InícioDestaqueSTJ garante permanência de famílias em assentamento do MST em Macaé

STJ garante permanência de famílias em assentamento do MST em Macaé

A vitória no STJ ainda será confirmada na votação de recursos da própria corte e do Superior Tribunal Federal (STF).

A última semana o Projeto de Desenvolvimento Sustentável (PDS) Osvaldo de Oliveira, em Macaé, recebeu uma boa notícia. O Superior Tribunal de Justiça (STJ) decidiu, por unanimidade, manter as 63 famílias que vivem no assentamento que possui 1,6 mil hectares e é referência na produção familiar e agroecológica no estado do Rio de Janeiro.

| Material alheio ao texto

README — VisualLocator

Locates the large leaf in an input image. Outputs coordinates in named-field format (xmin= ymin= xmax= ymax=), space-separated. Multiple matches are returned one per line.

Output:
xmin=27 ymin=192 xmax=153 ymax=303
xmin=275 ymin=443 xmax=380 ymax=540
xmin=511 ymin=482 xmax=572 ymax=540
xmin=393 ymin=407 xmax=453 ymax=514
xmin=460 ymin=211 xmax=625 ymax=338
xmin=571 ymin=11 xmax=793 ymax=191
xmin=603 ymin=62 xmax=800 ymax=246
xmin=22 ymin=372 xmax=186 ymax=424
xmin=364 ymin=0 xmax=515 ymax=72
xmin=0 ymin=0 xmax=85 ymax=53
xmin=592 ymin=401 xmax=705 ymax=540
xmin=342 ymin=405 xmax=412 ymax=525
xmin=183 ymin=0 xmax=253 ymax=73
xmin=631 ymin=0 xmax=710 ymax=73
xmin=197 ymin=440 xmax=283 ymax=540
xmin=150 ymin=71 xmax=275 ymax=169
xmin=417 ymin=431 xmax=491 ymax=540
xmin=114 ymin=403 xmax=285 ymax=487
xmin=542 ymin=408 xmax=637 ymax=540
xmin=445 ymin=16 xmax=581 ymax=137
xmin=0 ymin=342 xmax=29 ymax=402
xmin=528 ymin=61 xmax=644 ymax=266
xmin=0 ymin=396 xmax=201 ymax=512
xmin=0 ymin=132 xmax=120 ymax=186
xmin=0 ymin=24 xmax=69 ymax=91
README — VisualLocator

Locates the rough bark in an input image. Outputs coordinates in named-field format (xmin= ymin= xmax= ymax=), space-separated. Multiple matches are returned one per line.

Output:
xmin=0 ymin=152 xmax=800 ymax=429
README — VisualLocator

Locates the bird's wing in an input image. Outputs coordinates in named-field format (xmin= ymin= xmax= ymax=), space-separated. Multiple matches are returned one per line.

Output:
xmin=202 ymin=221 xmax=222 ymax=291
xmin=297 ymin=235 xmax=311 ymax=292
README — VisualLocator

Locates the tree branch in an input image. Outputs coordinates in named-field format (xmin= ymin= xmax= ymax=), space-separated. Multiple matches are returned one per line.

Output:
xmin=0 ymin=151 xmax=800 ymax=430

A votação, iniciada por sistema eletrônico no último dia 2, foi concluída na última quarta-feira (8).

O assentamento possui três áreas de produção coletiva, os camponeses plantam abóbora, aipim, banana, verdura, batata-doce e feijão e escoam as produções para feiras dentro e fora do município de Macaé e escolas que participam do Programa Nacional de Apoio à Alimentação Escolar (PNAE).

Em nota, o Movimento dos Trabalhadores Rurais Sem Terra (MST) disse que a vitória no STJ, que ainda será confirmada na votação de recursos da própria corte e do Superior Tribunal Federal (STF), é do conjunto de organizações que compõem o projeto e lutam por uma reforma agrária popular com um modelo agroecológico para uma sociedade mais justa.

“Mais uma vez, os trabalhadores e trabalhadoras sem terra conquistam o direito de permanência, demonstrando que o projeto de desenvolvimento sustentável Osvaldo de Oliveira é um assentamento exemplar em seu modelo de produção da vida, de proteção ao ambiente, produzindo alimentos saudáveis para o conjunto da sociedade.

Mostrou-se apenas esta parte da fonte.